The existing space was designed to serve about 50 women, but they typically serve 80 or more, Ragnar said.

“We’re packed and I think that sometimes can exarcebate problems,” Ragnar said.

The organization has seen a rise in the number of homeless women in recent years, and Ragnar said one reason for this is an increasing number of women who are dealing with episodic homelessness.

A woman who is chronically homeless is “a women who is unaccompanied and disabled, and who has been continuously homeless for over a year,” said Caroline Aiken, development assistant at Sarah’s Circle.

Episodic homelessness, however, is more sudden.

Ragnar said after the recession in 2008, many people came in who were experiencing episodic homelessness.

“We had a lot of women who lost a job, especially if they had a fairly limited skill set,” Ragnar said.

Aiken said jobless women are helped by case management services.

“They work together to secure employment and the case management will provide referral services, job training programs, and resources,” Aiken said.

“The economy has impacted many low-income families including those headed by single mothers,” Matt Smith, chief spokesman for the Chicago Department of Family & Support Services, said in an email. “We have responded by providing homelessness prevention assistance, interim housing and other services to these families and have experienced steady demand for these services over the past year.”

While it doesn’t have data on the single women that Sarah’s Circle serves, the Chicago Coalition for the Homeless said homelessness in general has been increasing. The coalition’s website reported there were 93,780 homeless Chicagoans during the 2010-11 school year. The analysis by policy director Julie Dworkin said this was a 5.5 percent increase over the previous school year.
“We get an updated number of homeless children in CPS and we extrapolate from there the number of homeless families.” Dworkin said.

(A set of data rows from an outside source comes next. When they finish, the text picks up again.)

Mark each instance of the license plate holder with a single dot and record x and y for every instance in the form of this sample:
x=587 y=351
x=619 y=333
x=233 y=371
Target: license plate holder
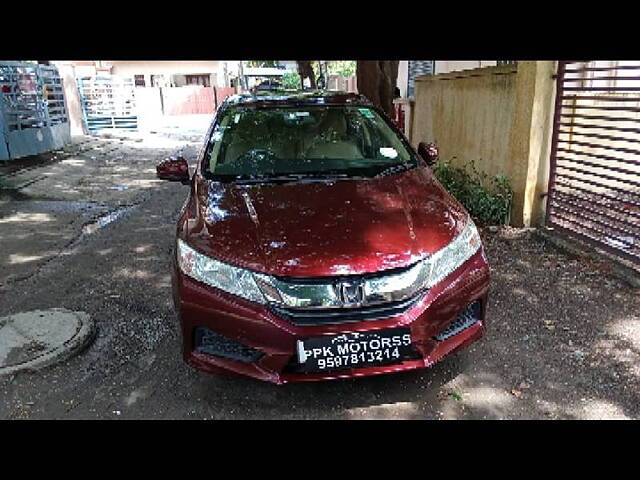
x=354 y=350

The open door policy at Sarah’s Circle, which allows any woman to seek their services, is unique in Chicago, Ragnar said.

“That very nonjudgmental community can be very healing for women,” Ragnar said.

Prior to Nov. 1, Sarah’s Circle was a drop-in center where women could come in to use their services, get toiletries, or see a case manager. However, after Nov. 1 they began offering 24-hour services through a 50-bed interim housing program in addition to their daily drop-in program, Aiken said.

“We currently just need more space in order to essentially carry out our mission of ultimately ending homelessness, so we feel that that’s really necessary.” Aiken said.

The women in the interim housing program sleep at a nearby church, and the goal is to place them in permanent supportive housing within 120 days, Aiken said.

While this is a good resource for women who are staying for short periods of time, Aiken said chronically homeless women need more permanent housing.

“If you’ve got 50 women sleeping eight inches away from each other at night it’s hard,” Ragnar said.

Aiken said the apartments in the new location will house 10 chronically homeless women.

Since they are currently tucked away inside a building, Ragnar said it will be nice to have their own space when construction is completed a year from now.

“It will really increase our capacity to help empower very vulnerable women who have been or are homeless,” Aiken said.